Most of Simon's tutoring lives in economics and algebra, so non-Euclidean geometry sits at the edge of his range — but his comfort with calculus and formal mathematical reasoning means he can tackle the core ideas of how curved surfaces break Euclidean rules. He's strongest at grounding abstract concepts like geodesics and alternative parallel postulates in concrete, step-by-step logic that keeps students from feeling lost in the abstraction.

Yan's math teaching spans pre-algebra through calculus, so while non-Euclidean geometry isn't a daily subject for her, she understands how to walk students through the axiomatic shift — what happens when you drop Euclid's fifth postulate and watch familiar rules about parallel lines and angle sums unravel. Her curriculum design background means she builds explanations that move from concrete Euclidean comparisons into hyperbolic and spherical ideas step by step, keeping the abstraction grounded.

Firas's PhD in computer science involved the kind of mathematical formalism — working with abstract structures, axiom systems, and proofs — that translates directly to understanding how non-Euclidean geometries emerge when you alter foundational postulates. He teaches the subject by connecting models like the Poincaré disk and spherical geometry back to the computational and applied math contexts where curved-space reasoning actually matters, from machine learning on manifolds to algorithm design.

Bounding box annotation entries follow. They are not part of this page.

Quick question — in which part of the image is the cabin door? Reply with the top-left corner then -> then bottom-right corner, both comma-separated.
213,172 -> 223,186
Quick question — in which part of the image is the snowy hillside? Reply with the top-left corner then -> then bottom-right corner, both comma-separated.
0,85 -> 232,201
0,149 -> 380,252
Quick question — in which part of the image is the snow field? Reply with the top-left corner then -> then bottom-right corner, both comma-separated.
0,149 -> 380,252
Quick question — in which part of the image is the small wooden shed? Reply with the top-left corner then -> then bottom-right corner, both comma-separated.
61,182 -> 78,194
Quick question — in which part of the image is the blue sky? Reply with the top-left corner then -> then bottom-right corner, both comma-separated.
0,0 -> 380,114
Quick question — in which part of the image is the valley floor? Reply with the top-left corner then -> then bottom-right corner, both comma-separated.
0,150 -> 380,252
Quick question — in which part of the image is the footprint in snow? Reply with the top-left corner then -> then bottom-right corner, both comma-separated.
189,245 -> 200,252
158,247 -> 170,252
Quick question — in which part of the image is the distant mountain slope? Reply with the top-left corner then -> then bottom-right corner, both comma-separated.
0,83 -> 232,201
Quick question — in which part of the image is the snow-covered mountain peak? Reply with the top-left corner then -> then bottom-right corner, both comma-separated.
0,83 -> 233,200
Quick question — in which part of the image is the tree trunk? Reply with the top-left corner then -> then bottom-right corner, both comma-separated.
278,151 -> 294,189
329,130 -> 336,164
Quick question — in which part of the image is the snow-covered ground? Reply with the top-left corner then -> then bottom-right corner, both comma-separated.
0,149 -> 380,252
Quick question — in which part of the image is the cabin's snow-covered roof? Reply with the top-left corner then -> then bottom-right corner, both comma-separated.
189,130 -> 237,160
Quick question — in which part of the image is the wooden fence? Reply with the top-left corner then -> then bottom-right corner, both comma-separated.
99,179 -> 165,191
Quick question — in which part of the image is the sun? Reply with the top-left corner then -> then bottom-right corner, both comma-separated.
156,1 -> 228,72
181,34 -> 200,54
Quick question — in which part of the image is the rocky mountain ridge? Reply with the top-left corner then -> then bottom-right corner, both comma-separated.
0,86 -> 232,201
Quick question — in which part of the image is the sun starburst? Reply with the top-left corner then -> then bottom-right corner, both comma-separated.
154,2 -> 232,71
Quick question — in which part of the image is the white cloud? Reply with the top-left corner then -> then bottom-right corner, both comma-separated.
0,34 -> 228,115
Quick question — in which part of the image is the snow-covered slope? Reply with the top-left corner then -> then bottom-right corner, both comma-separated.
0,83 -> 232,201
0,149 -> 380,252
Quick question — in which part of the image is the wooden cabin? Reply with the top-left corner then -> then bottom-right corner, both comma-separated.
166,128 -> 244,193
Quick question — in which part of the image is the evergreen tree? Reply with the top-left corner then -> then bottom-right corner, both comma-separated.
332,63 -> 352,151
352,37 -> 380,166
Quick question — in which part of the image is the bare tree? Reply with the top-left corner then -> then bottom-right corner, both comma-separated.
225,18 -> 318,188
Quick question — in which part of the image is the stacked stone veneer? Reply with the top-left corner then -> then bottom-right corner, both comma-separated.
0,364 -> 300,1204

Rated 5.0 by students.

Felix's math degree covers the real analysis and axiomatic reasoning that underpin non-Euclidean geometry — understanding why relaxing Euclid's fifth postulate creates entirely consistent alternatives isn't just memorization, it's learning to think structurally about what makes a geometry a geometry. He unpacks models like the hyperbolic plane by connecting them back to the rigorous proof techniques students already use in standard coursework, so the leap from flat to curved spaces feels logical rather than mystifying. Rated 5.0 by students.

Biomedical engineering and applied statistics both demand comfort with mathematical structures that don't behave the way introductory courses promise — and non-Euclidean geometry is where that tension becomes explicit. William's graduate-level math training means he can trace exactly how altering Euclid's fifth postulate produces hyperbolic and spherical spaces with their own internally consistent rules about parallels, angle sums, and curvature. He grounds each model in the kind of systematic, axiom-by-axiom reasoning that makes the jump from flat to curved geometry feel earned rather than arbitrary.

Joseph's math range covers pre-algebra through calculus, so while non-Euclidean geometry isn't his everyday subject, he has the algebraic and geometric fluency to dig into how tweaking Euclid's fifth postulate reshapes the rules students have trusted since grade school. His English and acting training also sharpened a knack for narrative explanation — he teaches the shift from flat to curved spaces as a story of 'what if,' making ideas like angle sums below 180° feel like discoveries rather than abstractions. Holds a 5.0 rating from students.

Earth and environmental engineering at Columbia means Shin regularly works with curved-surface models — mapping climate data onto a sphere, for instance, requires exactly the kind of geometric thinking where Euclid's flat-plane assumptions fall apart. He brings that applied perspective to teaching how geodesics, angle sums, and parallel behavior change once you move from flat to curved spaces, keeping the concepts tied to physical surfaces students can visualize. Rated 5.0 by students.

A PhD in applied mathematics means Samuel has spent serious time with the formal machinery behind curvature, geodesics, and metric spaces — exactly the tools needed to make sense of hyperbolic and elliptic geometries. He teaches non-Euclidean geometry by building up from where Euclid's fifth postulate breaks down, then tracing how that single change ripples through everything from triangle angle sums to the behavior of parallel lines. Rated 5.0 by students.

This isn't Christina's core subject area, but her broad math teaching range — from pre-algebra through calculus — means she can bridge the gap when students first encounter the idea that Euclid's parallel postulate isn't the only option. She breaks down how changing that single axiom produces hyperbolic and spherical worlds where familiar rules about angles and lines no longer apply, keeping the focus on building intuition rather than drowning in formalism.

I am listening to and learning about him or her as an individual. I can also discover what motivates the student during this conversation and plan for how to frame future tutoring sessions in terms of what the student already knows and enjoys.